Decomposition

Without installing a different version of GROMACS, let us have a pass on the decomposition. Initiallly we used 18 ranks.

Let us fire up some Jobs to run different decompositions.

36 ranks

cat > gromacs-single-node-c5n-36x2.sbatch << \EOF
#!/bin/bash
#SBATCH --job-name=gromacs-single-node-c5n-36x2
#SBATCH --exclusive
#SBATCH --output=/fsx/logs/%x_%j.out
#SBATCH --partition=c5n
#SBATCH --ntasks-per-node=36
NTOMP=2

mkdir -p /fsx/jobs/${SLURM_JOBID}
cd /fsx/jobs/${SLURM_JOBID}

spack env activate aws
echo ">>> spack load /GROMACS_101_HASH"
spack load /GROMACS_101_HASH

set -x
time mpirun gmx_mpi mdrun -ntomp ${NTOMP} -s /fsx/input/gromacs/benchRIB.tpr -resethway
EOF
sed -i -e 's/GROMACS_101_HASH/'${GROMACS_101_HASH}'/' gromacs-single-node-c5n-36x2.sbatch

Finally, we’ll submit two job.

sbatch -N1 gromacs-single-node-c5n-36x2.sbatch 
sbatch -N1 gromacs-single-node-c5n-36x2.sbatch
squeue
sinfo

72 ranks

cat > gromacs-single-node-c5n-72x1.sbatch << \EOF
#!/bin/bash
#SBATCH --job-name=gromacs-single-node-c5n-72x1
#SBATCH --exclusive
#SBATCH --output=/fsx/logs/%x_%j.out
#SBATCH --partition=c5n
#SBATCH --ntasks-per-node=72
NTOMP=1

mkdir -p /fsx/jobs/${SLURM_JOBID}
cd /fsx/jobs/${SLURM_JOBID}

spack env activate aws
echo ">>> spack load /GROMACS_101_HASH"
spack load /GROMACS_101_HASH

set -x
time mpirun gmx_mpi mdrun -ntomp ${NTOMP} -s /fsx/input/gromacs/benchRIB.tpr -resethway
EOF
sed -i -e 's/GROMACS_101_HASH/'${GROMACS_101_HASH}'/' gromacs-single-node-c5n-72x1.sbatch

Finally, we’ll submit two job.

sbatch -N1 gromacs-single-node-c5n-72x1.sbatch 
sbatch -N1 gromacs-single-node-c5n-72x1.sbatch 
squeue -o "%.5i %.5P %.50j %.8u %.2t %.10M %.6D %R"
sinfo

Results

The second run might need to wait until a second instance is up.

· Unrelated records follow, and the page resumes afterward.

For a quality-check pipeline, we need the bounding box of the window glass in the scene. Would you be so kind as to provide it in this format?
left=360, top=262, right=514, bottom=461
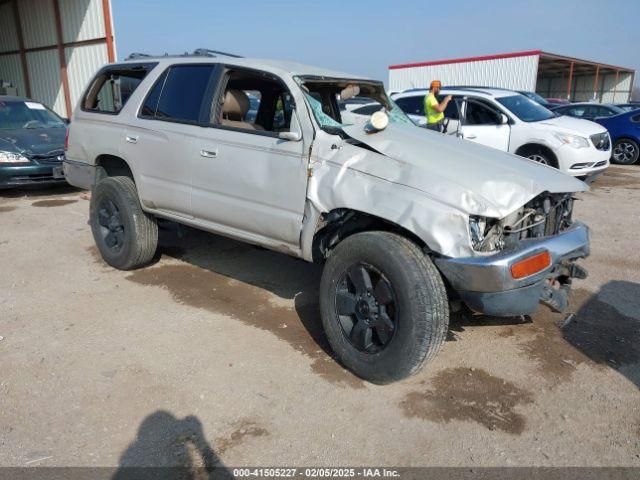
left=140, top=71, right=167, bottom=117
left=438, top=97, right=460, bottom=120
left=82, top=65, right=155, bottom=113
left=156, top=65, right=214, bottom=123
left=496, top=94, right=556, bottom=122
left=395, top=95, right=424, bottom=116
left=0, top=100, right=65, bottom=130
left=465, top=100, right=500, bottom=125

watch -c 'squeue -o "%.5i %.5P %.50j %.8u %.2t %.10M %.6D %R"'

After both are running (R) and finish we check the performance in ns/day.

grep -B2 Performance /fsx/logs/gromacs-single-node-c5n*

Taking the earlier run with 18 ranks into account we arrive at the following measurement.

# execution spec instance Ranks x Threads ns/day
1 native gromacs@2021.1 c5n.18xl 18 x 4 4.7
2 native gromacs@2021.1 c5n.18xl 36 x 2 5.3
3 native gromacs@2021.1 c5n.18xl 72 x 1 5.5

Thus, in this case using 72 ranks is the most performant.